Just not sure what to do anymore... don't have a mother to ask of my own, so I'm asking here. What do you do with a daughter that treats you with so little respect, has no consideration of boundaries, swears at you, rages at you, is just plain nasty at you and throws deliberate, nasty comments at you, is ungrateful to all you do, uses you and then acts like you are the enemy. I have tried everything. The emotional outburst from her, even for just a few moments when she is around me is horrifying. So is her defensiveness. It seems all things that are wrong in her life are projected at me, onto me, or just plain acts like she hates me. Our relationship is barely hanging by a thread. She sees NOTHING of what she does or how she treats me, though others do. They only see her "nice" or "sweet" side. She is an adult so little in the way that I can do. Just don't know what to do anymore.... I just know I don't deserve how she treats me and it's just one more thing.
She is 20, lives on her own with her bf and 1 year old from getting pregnant at age 19. She is never, ever wrong. Is verbally and emotionally abusive and has no regard for boundaries. She has rages and rages often at me. I know that her behavior has almost made her and her bf break up several times. But where she doesn't want to lose HIM, she has no problem walking away from ME and not caring how she makes ME feel!!!!
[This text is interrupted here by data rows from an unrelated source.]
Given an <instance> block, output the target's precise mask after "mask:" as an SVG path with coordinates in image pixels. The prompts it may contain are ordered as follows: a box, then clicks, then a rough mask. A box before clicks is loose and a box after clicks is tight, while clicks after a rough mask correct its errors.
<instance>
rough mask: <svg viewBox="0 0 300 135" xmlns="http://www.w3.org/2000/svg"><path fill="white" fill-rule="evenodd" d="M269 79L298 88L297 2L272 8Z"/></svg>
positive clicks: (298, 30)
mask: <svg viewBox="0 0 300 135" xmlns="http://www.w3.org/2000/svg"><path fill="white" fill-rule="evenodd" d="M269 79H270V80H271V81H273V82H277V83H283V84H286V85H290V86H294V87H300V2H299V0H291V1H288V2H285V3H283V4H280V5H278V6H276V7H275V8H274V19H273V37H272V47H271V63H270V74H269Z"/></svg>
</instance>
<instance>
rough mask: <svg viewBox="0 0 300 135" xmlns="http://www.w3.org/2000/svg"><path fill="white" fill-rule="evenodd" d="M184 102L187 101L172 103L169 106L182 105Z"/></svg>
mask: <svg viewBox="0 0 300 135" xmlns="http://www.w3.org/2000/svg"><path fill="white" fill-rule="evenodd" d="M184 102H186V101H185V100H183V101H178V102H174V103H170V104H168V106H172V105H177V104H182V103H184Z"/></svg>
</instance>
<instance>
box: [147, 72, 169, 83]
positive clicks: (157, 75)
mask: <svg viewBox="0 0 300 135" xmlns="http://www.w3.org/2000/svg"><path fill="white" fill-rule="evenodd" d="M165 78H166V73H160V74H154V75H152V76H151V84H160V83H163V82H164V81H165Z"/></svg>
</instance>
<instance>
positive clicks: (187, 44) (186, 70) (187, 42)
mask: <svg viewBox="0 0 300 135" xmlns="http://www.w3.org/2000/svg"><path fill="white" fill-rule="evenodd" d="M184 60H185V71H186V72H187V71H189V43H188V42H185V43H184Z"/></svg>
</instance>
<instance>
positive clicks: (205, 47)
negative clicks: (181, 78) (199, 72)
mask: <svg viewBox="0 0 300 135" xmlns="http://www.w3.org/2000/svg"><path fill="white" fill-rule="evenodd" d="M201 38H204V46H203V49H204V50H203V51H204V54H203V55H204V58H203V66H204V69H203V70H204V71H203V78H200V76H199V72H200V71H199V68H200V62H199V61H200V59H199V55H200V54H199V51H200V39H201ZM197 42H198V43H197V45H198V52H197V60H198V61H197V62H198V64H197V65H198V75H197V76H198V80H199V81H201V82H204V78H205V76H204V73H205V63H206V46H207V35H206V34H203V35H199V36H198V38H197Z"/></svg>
She wrote this on my facebook wall, right after a friend of hers died recently. I thought perhaps this loss might teach her how short life is and that she might come to see how she has been acting with me and appreciate me and me in her life. "I don't think that I tell you this enough but I love you. I am so glad that you have been with me through all of my trials to help me along and I love you very much."-- But no.... even after I watched her son, my grandson, for two days and even had him spend the night so that she could grieve and not have to worry about a 1 year old running around etc. Not only did I really get any thank you for that, but instead got yelled at after the luncheon that day, with her doing her normal storming off and not having anything to do with me crap! She literally treats me like * * * * . And no matter how many boundaries I try to establish with her, she just bulldozes right over them. I don't know WHAT to do at this point other then just not be in her life anymore, which would then mean, not having my grandson either.
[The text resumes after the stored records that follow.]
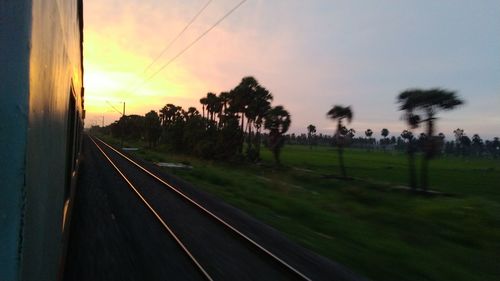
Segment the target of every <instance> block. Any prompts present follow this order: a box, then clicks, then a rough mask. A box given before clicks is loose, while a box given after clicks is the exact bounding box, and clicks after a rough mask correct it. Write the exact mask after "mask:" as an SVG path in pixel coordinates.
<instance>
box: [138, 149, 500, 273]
mask: <svg viewBox="0 0 500 281" xmlns="http://www.w3.org/2000/svg"><path fill="white" fill-rule="evenodd" d="M132 145H138V144H132ZM136 154H137V155H138V156H140V157H142V158H145V159H147V160H150V161H154V162H156V161H166V162H183V163H189V164H190V165H192V166H193V169H191V170H187V169H184V170H180V169H167V171H168V172H170V173H173V174H176V175H178V176H179V177H181V178H183V179H185V180H187V181H189V182H191V183H193V184H195V185H196V186H198V187H199V188H200V189H203V190H205V191H208V192H210V193H212V194H214V195H215V196H217V197H219V198H221V199H222V200H224V201H226V202H227V203H229V204H232V205H234V206H236V207H238V208H240V209H242V210H244V211H246V212H247V213H249V214H251V215H252V216H254V217H256V218H258V219H260V220H262V221H264V222H266V223H267V224H269V225H271V226H273V227H275V228H276V229H278V230H280V231H281V232H282V233H284V234H285V235H286V236H288V237H289V238H291V239H292V240H294V241H296V242H298V243H299V244H301V245H303V246H304V247H306V248H309V249H311V250H313V251H316V252H317V253H319V254H321V255H323V256H326V257H328V258H330V259H332V260H334V261H337V262H339V263H341V264H344V265H345V266H347V267H349V268H351V269H352V270H353V271H355V272H358V273H360V274H362V275H365V276H367V277H369V278H371V279H373V280H394V281H396V280H397V281H400V280H467V281H471V280H478V281H479V280H481V281H484V280H499V279H500V266H499V260H500V161H499V160H491V159H490V160H488V159H463V158H455V157H452V158H439V159H435V160H434V161H432V162H431V165H430V168H431V170H430V184H431V188H432V189H433V190H437V191H443V192H447V193H452V194H454V196H451V197H446V196H434V197H424V196H421V195H415V194H411V193H409V192H406V191H404V190H401V189H397V188H394V187H396V186H401V185H406V182H407V159H406V156H405V155H404V154H399V153H394V154H392V153H383V152H374V151H373V152H366V151H363V150H347V151H346V152H345V160H346V166H347V172H348V174H349V175H350V176H352V177H354V178H355V179H354V180H352V181H344V180H338V179H335V178H332V177H327V176H326V175H332V174H338V171H339V167H338V159H337V154H336V151H335V150H334V149H333V148H327V147H316V148H313V149H312V150H311V149H309V148H308V147H305V146H285V148H284V151H283V153H282V163H283V164H284V166H283V167H279V168H277V167H275V166H274V165H273V163H272V157H271V154H270V153H269V151H267V150H266V149H265V148H264V149H263V150H262V157H263V161H262V163H261V164H260V165H251V164H234V163H217V162H211V161H203V160H200V159H196V158H192V157H188V156H184V155H176V154H172V153H165V152H161V150H154V151H153V150H147V149H143V150H140V151H139V152H137V153H136Z"/></svg>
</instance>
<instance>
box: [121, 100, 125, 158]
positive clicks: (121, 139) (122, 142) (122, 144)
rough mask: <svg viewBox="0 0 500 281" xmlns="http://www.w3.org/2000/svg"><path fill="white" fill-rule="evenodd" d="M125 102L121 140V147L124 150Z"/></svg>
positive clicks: (122, 115)
mask: <svg viewBox="0 0 500 281" xmlns="http://www.w3.org/2000/svg"><path fill="white" fill-rule="evenodd" d="M124 117H125V102H123V111H122V120H123V123H122V139H121V147H122V148H123V137H124V135H125V118H124Z"/></svg>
My middle daughter says that her sister treats me like her emotional punching bag.
Has anyone else had anything similar to this? What do I do? I am so frustrated. I am presently trying to get all toxic people out of my life, but she feels like SHE is one of them.
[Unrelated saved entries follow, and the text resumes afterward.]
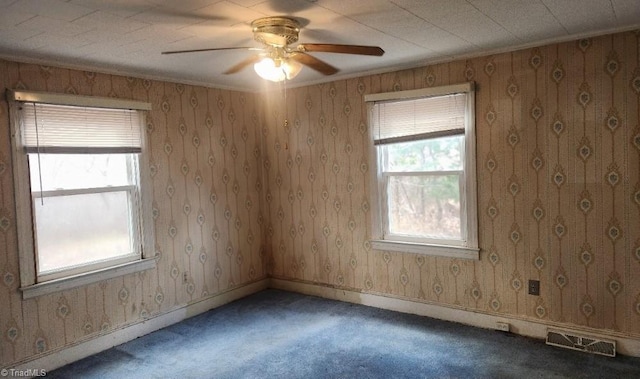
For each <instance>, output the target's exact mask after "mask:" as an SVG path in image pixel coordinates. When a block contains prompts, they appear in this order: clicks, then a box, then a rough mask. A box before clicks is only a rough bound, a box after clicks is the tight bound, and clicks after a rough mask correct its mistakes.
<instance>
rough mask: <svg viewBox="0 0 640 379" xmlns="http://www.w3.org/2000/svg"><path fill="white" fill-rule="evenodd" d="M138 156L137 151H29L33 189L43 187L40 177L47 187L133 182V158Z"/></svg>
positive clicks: (62, 187) (43, 187) (91, 187)
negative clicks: (64, 152)
mask: <svg viewBox="0 0 640 379" xmlns="http://www.w3.org/2000/svg"><path fill="white" fill-rule="evenodd" d="M38 156H39V158H38ZM134 157H135V155H134V154H29V169H30V172H31V191H32V192H39V191H40V179H42V187H43V188H42V190H43V191H51V190H59V189H79V188H97V187H107V186H125V185H130V184H133V183H132V180H130V179H129V178H130V177H131V175H129V172H130V169H129V166H130V164H129V162H131V161H132V159H133V158H134ZM38 163H40V165H41V169H40V170H38Z"/></svg>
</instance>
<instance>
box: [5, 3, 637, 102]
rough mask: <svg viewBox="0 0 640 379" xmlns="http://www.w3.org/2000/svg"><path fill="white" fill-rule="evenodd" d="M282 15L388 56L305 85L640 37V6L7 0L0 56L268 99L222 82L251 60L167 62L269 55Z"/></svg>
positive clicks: (341, 68) (230, 82) (359, 61)
mask: <svg viewBox="0 0 640 379" xmlns="http://www.w3.org/2000/svg"><path fill="white" fill-rule="evenodd" d="M276 15H287V16H290V17H294V18H296V19H297V20H299V21H300V22H301V24H302V30H301V31H300V42H301V43H304V42H306V43H338V44H356V45H377V46H380V47H382V48H383V49H384V50H385V51H386V53H385V55H384V56H382V57H368V56H357V55H347V54H329V53H313V54H312V55H314V56H315V57H316V58H319V59H322V60H324V61H326V62H327V63H329V64H332V65H334V66H335V67H337V68H338V69H339V70H340V71H339V72H338V73H337V74H336V75H334V76H323V75H322V74H319V73H317V72H316V71H314V70H311V69H309V68H305V69H303V71H302V72H301V74H300V75H299V76H298V77H297V78H295V79H294V80H293V81H292V82H291V83H290V85H291V86H299V85H305V84H311V83H319V82H325V81H330V80H334V79H337V78H344V77H351V76H356V75H360V74H363V73H365V72H367V73H370V72H383V71H392V70H396V69H398V68H406V67H412V66H416V65H424V64H428V63H429V62H436V61H442V60H449V59H455V58H460V57H468V56H477V55H481V54H487V53H492V52H495V51H500V50H509V49H517V48H521V47H524V46H532V45H535V44H537V43H549V42H550V41H562V40H569V39H575V38H582V37H585V36H593V35H598V34H602V33H605V32H612V31H622V30H631V29H634V28H640V0H611V1H608V0H510V1H502V0H448V1H442V0H394V1H391V0H371V1H355V0H227V1H225V0H182V1H174V0H71V1H65V0H47V1H44V0H0V57H4V58H8V59H14V60H21V61H32V62H36V63H44V64H55V65H63V66H67V67H74V68H81V69H88V70H96V71H104V72H118V73H124V74H129V75H136V76H142V77H148V78H157V79H166V80H171V81H179V82H185V83H194V84H201V85H205V86H213V87H220V88H231V89H239V90H249V91H251V90H259V89H261V88H263V87H264V83H263V82H262V81H261V80H260V79H258V78H257V76H256V74H255V73H254V72H253V70H252V69H251V67H247V68H245V69H244V70H242V71H241V72H239V73H237V74H233V75H224V74H223V73H224V71H225V70H226V69H228V68H230V67H231V66H233V65H234V64H236V63H238V62H239V61H241V60H243V59H246V58H247V57H249V56H250V55H251V54H255V52H253V51H248V50H246V51H235V50H234V51H215V52H198V53H189V54H178V55H162V54H161V52H163V51H171V50H189V49H205V48H226V47H234V46H248V47H256V48H257V47H261V45H260V44H259V43H257V42H255V41H254V40H253V35H252V32H251V27H250V25H251V21H252V20H254V19H256V18H260V17H265V16H276ZM294 47H295V46H294Z"/></svg>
She has NO compassion for me anymore. She is cold, heartless, unempathetic and has no real feelings with me. Nothing good anyone. We haven't shared really good feelings together since my husband (her step father) left me. I feel like I am going through de ja vue all over again. This will be my second divorce. (My husband abandoned me 7 months after he married me, I have been seriously ill and he decided he didn't want to deal with it anymore)- in some sort of twisted way--- my daughter seems to be taking this all out on ME. Her real father abandoned her and really has had nothing to do with her at all. She came to live with me when he didn't want to deal with her. (He had the girls for a couple of years after our divorce while I finished school) But she ended up coming to live with me and it was just her and I. I have been with her every step of the way, while HE was NOT and caused her a great deal of pain. Then this other guy came along and it turns out that he is a complete Narcissist. I didn't know this when I got married to him or even what THAT WAS! So between my illness, the fact that my husband that I married after five years together, left me just 7 months later, and then to have my daughter treat me so badly, I am at my emotional end of my rope. I really am. I just can hardly deal with her anymore.
What should I do? I mean really? What do I do?